Hi Trader,
Here are The Top 5 Mistakes Weekly Options Traders Make And How To Avoid Them…
Mistake #1 Not understanding options and how Puts and Calls work. See Module 2.
Mistake #2 No Exit strategy.
This is the single most common thing I see in new traders. They buy a stock or get into an options trade for all kinds of reasons but never have a plan to sell.
A successful trader always knows how, when and where he’s going to get out before he gets in.
To avoid the mistake of “No Exit Strategy” you should know that, if you are selling a covered call or doing a credit spread, where your breakeven point is and how to get out or unwind the trade.
In a covered call, your break even is your purchase price of the stock minus the amount your received for selling the call. Don’t let the stock drop by more than you receive in call premium.
In credit spreads, anytime the stock moves against you and the spread widens, you are starting to lose money. At this point, you must decide if the move is temporary and it will get back on track and close out of the money on Friday, or if the trend is broken and you need to unwind it.

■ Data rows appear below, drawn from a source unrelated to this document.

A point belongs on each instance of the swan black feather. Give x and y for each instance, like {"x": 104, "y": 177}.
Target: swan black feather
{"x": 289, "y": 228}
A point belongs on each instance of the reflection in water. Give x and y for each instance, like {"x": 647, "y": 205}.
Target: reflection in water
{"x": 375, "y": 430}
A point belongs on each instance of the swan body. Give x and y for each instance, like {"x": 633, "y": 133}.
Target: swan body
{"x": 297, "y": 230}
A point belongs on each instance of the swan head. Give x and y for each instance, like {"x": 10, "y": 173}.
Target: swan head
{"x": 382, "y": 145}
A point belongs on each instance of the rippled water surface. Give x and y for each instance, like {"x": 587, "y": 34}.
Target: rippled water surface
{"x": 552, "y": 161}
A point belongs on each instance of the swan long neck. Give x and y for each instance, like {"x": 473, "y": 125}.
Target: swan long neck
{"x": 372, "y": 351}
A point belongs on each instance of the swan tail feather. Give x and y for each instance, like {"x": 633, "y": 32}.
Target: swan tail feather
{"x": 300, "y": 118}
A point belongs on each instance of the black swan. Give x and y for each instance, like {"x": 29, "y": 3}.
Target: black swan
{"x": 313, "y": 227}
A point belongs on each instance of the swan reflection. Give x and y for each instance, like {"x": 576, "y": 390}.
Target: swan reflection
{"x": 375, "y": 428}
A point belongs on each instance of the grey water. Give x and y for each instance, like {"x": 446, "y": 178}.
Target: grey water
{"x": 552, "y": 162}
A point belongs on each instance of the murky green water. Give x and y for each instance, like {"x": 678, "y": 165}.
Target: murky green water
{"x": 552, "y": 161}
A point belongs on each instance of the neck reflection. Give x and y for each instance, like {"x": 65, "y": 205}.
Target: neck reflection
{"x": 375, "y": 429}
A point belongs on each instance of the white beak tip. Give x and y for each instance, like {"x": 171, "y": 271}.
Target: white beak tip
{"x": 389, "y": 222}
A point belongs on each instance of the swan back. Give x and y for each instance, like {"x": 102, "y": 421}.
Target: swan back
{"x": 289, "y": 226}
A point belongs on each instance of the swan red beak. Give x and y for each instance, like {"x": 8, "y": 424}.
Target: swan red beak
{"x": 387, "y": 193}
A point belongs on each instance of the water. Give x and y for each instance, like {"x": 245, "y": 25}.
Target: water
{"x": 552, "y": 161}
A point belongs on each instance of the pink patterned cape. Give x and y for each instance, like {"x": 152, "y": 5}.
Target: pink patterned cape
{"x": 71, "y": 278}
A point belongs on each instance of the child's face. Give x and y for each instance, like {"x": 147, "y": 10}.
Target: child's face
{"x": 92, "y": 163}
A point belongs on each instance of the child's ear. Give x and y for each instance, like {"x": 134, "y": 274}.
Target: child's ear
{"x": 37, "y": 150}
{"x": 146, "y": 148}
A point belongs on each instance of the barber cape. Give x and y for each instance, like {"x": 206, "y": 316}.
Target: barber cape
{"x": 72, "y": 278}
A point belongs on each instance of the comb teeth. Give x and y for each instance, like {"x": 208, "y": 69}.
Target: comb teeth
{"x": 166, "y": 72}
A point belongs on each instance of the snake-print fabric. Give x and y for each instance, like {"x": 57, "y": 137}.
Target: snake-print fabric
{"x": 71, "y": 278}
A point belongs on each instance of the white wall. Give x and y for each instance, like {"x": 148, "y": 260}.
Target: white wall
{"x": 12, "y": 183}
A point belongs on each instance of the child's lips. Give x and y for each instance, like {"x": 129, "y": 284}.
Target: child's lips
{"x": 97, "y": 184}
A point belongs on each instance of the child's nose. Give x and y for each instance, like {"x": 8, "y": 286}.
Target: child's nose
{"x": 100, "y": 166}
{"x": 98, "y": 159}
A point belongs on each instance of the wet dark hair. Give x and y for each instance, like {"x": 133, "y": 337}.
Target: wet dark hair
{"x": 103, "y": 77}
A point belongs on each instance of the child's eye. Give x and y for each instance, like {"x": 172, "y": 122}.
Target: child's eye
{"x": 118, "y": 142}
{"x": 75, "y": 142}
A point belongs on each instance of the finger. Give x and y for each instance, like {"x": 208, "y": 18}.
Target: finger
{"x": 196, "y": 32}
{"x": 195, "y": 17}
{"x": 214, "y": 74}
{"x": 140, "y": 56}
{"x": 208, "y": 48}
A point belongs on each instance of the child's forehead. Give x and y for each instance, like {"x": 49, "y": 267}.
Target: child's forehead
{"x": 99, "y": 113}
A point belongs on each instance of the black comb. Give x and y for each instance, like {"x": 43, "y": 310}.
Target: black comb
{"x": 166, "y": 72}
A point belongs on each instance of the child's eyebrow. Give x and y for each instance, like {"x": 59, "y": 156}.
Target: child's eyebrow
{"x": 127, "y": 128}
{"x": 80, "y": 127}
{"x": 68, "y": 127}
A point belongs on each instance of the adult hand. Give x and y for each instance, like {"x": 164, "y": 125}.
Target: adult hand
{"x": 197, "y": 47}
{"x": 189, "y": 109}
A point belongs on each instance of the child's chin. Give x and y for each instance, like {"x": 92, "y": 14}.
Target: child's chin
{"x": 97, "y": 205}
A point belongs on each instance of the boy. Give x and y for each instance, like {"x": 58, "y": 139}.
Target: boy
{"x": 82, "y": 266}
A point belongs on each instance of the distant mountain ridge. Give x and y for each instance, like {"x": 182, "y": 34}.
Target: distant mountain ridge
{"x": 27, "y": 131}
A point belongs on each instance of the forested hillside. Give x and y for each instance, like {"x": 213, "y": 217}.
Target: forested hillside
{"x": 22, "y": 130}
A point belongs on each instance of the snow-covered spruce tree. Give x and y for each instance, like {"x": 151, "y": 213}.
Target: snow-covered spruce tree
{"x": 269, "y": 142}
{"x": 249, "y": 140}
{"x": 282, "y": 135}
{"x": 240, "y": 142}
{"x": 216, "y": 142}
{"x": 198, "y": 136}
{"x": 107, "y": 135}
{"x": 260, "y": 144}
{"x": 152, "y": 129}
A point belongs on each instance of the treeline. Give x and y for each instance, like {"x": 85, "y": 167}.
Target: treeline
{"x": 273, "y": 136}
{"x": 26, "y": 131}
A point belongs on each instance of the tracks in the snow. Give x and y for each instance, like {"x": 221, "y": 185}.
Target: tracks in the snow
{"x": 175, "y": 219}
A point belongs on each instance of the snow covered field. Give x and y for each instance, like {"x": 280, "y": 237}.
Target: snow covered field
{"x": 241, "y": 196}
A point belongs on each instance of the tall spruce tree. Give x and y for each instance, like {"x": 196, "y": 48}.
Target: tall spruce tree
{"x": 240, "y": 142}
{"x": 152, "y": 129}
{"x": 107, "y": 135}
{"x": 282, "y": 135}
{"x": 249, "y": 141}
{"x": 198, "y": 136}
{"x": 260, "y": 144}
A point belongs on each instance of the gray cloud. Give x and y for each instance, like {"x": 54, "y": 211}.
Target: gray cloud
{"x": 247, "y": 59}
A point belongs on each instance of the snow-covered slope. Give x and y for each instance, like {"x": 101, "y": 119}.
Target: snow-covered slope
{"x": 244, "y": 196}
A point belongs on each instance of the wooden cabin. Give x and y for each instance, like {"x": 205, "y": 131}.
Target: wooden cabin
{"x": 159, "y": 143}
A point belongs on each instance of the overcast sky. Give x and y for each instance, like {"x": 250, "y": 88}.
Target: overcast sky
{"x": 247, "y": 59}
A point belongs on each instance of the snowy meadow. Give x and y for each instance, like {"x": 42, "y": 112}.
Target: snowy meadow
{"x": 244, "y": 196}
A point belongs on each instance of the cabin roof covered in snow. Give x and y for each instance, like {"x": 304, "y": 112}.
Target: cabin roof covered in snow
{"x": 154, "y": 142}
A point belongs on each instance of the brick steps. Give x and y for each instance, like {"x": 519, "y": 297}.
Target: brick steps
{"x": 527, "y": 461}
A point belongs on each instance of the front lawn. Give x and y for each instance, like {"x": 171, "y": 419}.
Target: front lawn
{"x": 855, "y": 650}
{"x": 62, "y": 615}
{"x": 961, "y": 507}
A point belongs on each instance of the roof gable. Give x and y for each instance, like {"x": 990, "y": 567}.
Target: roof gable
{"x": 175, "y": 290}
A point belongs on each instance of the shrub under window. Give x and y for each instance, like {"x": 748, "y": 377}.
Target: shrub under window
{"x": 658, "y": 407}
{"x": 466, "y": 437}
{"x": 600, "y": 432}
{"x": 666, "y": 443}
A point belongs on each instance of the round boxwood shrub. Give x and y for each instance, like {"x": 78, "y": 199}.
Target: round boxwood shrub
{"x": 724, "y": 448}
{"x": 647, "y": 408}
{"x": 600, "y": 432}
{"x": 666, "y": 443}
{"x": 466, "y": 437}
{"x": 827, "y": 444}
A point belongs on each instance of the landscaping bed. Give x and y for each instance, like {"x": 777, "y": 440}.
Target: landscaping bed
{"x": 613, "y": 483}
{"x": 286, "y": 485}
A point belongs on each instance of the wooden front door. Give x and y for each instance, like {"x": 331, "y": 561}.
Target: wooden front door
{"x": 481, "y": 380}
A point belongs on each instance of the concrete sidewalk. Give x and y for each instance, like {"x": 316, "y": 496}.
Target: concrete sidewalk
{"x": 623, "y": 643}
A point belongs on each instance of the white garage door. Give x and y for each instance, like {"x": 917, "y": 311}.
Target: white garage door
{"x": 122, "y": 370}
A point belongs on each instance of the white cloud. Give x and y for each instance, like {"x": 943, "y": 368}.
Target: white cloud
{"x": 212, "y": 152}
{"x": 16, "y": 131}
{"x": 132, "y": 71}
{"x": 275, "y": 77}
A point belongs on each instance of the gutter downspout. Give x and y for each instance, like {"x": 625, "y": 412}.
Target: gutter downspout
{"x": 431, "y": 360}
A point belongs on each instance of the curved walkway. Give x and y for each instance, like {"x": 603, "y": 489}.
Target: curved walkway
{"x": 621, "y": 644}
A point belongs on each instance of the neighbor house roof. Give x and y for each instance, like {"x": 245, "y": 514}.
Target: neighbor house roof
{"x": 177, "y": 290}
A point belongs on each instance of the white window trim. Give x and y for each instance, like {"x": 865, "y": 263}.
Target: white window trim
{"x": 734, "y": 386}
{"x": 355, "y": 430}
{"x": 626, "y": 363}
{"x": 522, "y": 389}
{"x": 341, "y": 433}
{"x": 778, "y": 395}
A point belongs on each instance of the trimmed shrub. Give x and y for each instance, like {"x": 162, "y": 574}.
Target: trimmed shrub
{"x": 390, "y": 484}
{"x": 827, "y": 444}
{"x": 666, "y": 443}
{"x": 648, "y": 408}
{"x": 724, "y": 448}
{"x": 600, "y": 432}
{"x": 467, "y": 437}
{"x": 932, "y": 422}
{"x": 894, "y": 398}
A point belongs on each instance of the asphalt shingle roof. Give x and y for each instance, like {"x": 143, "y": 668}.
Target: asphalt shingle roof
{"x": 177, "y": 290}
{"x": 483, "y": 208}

Mistake #3 Not fully understanding the strategy.
This is a common mistake and it’s not your fault. The best way to gain confidence to better understand the strategy is to re-read the trader training material and to re-watch the video tutorials and case studies I have created for you within this portal.
Mistake #4: Fear Of Loss / Trading With The Wrong Money
I can’t even begin to tell you how many people start out with the wrong money. The “wrong” money by the way has nothing to do with any amount of money. It has to do with the type of money.
This part is critical => in order for you to have any kind of real success trading stocks you have to be trading with what you consider “risk capital.” This means you can’t be using the rent or grocery money to make trades with. This is money you can’t afford to lose… also known as “scared money.” Scared money never wins, period.
My general rule of thumb on how much money you should start trading with is any amount that you could take a lighter to and not cry about it.
If losing this money impacts your life, it’s not risk capital.
By the way, this does not mean you will lose all your money, but once you’ve initially set yourself up to trade only with risk capital, you are far less likely to make emotional trading decisions. This also mentally frees you up to experience larger and more frequent trading profits.
The stock market is a place to make a great deal of money. Many people have made a fortune trading. The reason that you can make money at it is because it involves risk.
Nobody can predict the market’s direction or what a particular stock will do with 100% accuracy. Therefore, you should ONLY trade with risk capital.
You may have heard me say this before, but I don’t just say it as a general warning. I say it because the key to avoiding the emotionally painful and financially costly learning curve that most traders initially go through is in the deeper meaning of that statement. You CANNOT have any type of long term trading success with money that you are emotionally attached to.
It’s impossible. Human nature is such that, our fear of loss is greater than our greed for gain. That’s why, if you’re trading with scared money, you can’t be successful trading because, like I said earlier, scared money never wins.
Mistake # 5. On the wrong side of the market.
This is a very, very common mistake. The worst part is, no one who makes this mistake even realized they were on the wrong side of the market or they wouldn’t have done the trade in the first place. Check this out, my research indicates that you can improve your odds of success by 85% simply by trading in the same direction as the broad market. That’s why we always put our fingers on the pulse of the broad market before we look for a stock to use for an options trade. This is explained in Module 1.
After you know the broad market’s trend then you would trade the same direction on the stock. In a bull market, Bull Put spreads, and covered calls and occasionally buying Calls are the preferred strategies. In a bear market, it’s best to use the Bear Call Spread and occasionally buying Puts.